Please confirm if these recalculations align with your expectations or if further adjustments are necessary!

A, B and D are still incorrect.

I appreciate your patience, and I apologize for the errors in the previous calculations. Let's carefully reevaluate parts (a), (b), and (d) while ensuring all calculations are correct.

Setup

  • Number of trials (\(n\)) = 31 (number of students)
  • Probability of success (\(p\)) = 0.68 (probability of enrolling in college)
  • Probability of failure (\(q\)) = 1 - \(p\) = 0.32

Part (a): Probability that exactly 19 of them enroll in college

To find \(P(X = 19)\):

\[ P(X = 19) = \binom{31}{19} (0.68)^{19} (0.32)^{12} \]

  1. Calculate the binomial coefficient: \[ \binom{31}{19} = \frac{31!}{19! \cdot 12!} = 125,970 \]

  2. Calculate \( (0.68)^{19} \) and \( (0.32)^{12} \):

    • \( (0.68)^{19} \approx 0.0754 \)
    • \( (0.32)^{12} \approx 0.00000593 \)
  3. Combine everything: \[ P(X = 19) = 125,970 \times 0.0754 \times 0.00000593 \] \[ P(X = 19) \approx 125970 \times 0.0754 \times 0.00000593 \approx 0.0935 \]

Part (b): Probability that more than 14 enroll in college

To find \(P(X > 14)\): This can often be evaluated using the binomial distribution directly or by using the normal approximation.

  1. Use binomial distribution: \[ P(X > 14) = 1 - P(X \leq 14) \]

  2. Normal Approximation:

    • Mean \( \mu = np = 31 \cdot 0.68 = 21.08 \)
    • Standard deviation \( \sigma = \sqrt{np(1-p)} = \sqrt{31 \cdot 0.68 \cdot 0.32} \approx 2.68 \)

To find \(P(X > 14)\), we can find the z-score: \[ z = \frac{14.5 - 21.08}{2.68} \approx -2.45 \] Using the z-table, \(P(Z < -2.45)\) is approximately \(0.007\), so: \[ P(X > 14) \approx 1 - 0.007 = 0.993 \]

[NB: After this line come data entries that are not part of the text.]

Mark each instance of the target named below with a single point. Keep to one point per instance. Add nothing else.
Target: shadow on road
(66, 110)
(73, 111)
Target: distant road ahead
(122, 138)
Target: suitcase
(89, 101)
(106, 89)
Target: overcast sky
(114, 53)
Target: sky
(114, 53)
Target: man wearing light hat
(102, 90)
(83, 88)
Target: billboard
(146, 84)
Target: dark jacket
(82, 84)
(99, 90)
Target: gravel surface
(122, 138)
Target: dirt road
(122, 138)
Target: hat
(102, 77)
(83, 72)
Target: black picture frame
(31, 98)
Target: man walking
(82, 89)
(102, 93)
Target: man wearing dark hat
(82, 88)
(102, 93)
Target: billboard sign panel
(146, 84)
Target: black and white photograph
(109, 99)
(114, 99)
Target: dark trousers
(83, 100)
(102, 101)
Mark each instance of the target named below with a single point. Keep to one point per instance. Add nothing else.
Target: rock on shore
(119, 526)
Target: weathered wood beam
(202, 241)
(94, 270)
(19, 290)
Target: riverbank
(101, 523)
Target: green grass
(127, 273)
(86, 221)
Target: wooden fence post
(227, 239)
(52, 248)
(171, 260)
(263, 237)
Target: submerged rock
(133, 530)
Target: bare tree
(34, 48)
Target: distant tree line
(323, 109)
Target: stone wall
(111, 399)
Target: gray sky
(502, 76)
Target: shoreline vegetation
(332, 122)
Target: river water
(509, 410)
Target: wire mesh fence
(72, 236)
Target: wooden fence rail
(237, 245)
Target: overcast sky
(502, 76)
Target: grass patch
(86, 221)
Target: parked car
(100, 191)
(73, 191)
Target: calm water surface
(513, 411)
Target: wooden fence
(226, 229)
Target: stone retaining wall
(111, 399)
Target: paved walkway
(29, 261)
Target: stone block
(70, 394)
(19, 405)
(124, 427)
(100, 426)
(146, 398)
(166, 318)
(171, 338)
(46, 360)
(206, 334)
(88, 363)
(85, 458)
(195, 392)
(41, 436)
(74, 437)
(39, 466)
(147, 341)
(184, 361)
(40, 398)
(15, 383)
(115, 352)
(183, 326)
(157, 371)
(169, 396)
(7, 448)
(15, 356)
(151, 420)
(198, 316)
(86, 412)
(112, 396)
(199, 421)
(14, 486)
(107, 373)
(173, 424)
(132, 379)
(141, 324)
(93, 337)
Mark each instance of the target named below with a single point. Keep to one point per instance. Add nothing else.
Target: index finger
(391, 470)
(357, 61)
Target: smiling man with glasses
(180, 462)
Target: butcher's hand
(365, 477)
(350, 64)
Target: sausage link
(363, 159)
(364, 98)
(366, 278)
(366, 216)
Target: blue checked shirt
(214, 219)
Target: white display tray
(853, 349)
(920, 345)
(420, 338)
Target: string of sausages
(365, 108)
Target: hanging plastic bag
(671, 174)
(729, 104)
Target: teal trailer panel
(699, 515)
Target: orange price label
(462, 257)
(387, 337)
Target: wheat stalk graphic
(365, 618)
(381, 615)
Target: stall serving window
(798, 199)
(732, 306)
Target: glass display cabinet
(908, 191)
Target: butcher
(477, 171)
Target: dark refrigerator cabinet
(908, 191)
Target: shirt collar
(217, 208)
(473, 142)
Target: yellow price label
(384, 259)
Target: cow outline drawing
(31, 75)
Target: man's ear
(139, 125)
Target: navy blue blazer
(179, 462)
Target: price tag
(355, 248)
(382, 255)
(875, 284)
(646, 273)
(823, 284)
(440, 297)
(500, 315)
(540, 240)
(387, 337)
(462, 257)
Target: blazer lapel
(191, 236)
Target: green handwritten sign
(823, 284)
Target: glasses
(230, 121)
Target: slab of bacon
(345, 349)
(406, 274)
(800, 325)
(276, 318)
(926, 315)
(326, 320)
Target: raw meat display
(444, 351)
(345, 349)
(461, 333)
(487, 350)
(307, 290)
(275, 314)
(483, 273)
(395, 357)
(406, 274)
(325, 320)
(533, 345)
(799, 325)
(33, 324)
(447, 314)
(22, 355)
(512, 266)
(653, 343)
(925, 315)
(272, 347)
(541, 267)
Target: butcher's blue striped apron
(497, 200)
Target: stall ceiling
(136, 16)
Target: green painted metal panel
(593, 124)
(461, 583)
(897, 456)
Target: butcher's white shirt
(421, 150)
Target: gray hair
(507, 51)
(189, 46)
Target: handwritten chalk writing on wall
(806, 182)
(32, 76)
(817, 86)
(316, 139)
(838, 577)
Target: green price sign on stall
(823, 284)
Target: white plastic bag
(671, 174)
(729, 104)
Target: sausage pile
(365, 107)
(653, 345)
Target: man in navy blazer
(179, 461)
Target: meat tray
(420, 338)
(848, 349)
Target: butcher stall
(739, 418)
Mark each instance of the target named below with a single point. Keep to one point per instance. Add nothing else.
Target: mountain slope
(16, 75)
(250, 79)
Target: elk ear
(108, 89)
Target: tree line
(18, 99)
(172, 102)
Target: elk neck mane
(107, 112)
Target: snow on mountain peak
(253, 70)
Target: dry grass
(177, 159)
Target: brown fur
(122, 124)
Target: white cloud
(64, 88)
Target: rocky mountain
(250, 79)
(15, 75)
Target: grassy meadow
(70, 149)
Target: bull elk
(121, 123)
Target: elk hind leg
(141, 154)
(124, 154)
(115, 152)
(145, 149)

Part (d): Would it be unusual if more than 25 of them enroll in college?

To find \(P(X > 25)\):

  1. Convert to z-score: \[ z = \frac{25.5 - 21.08}{2.68} \approx 1.64 \] Using a standard normal distribution table, \(P(Z < 1.64)\) is approximately \(0.9495\): \[ P(X > 25) = 1 - P(Z < 1.64) \approx 1 - 0.9495 \approx 0.0505 \]

Since \(0.0505\) is slightly above \(0.05\), it wouldn't be considered unusual in a strict sense, though it is right at the threshold of being considered unusual.

Final Results

  1. (a) \(P(X = 19) \approx 0.0935\)
  2. (b) \(P(X > 14) \approx 0.9930\)
  3. (c) \(P(X < 13) \approx 0.0092\) (confirmed correct)
  4. (d) It would be marginally unusual if more than 25 of them enroll in college as it's close to \(0.05\).

Please verify these results and let me know if they reflect your expectations. I appreciate your understanding, and thank you for helping me correct these calculations!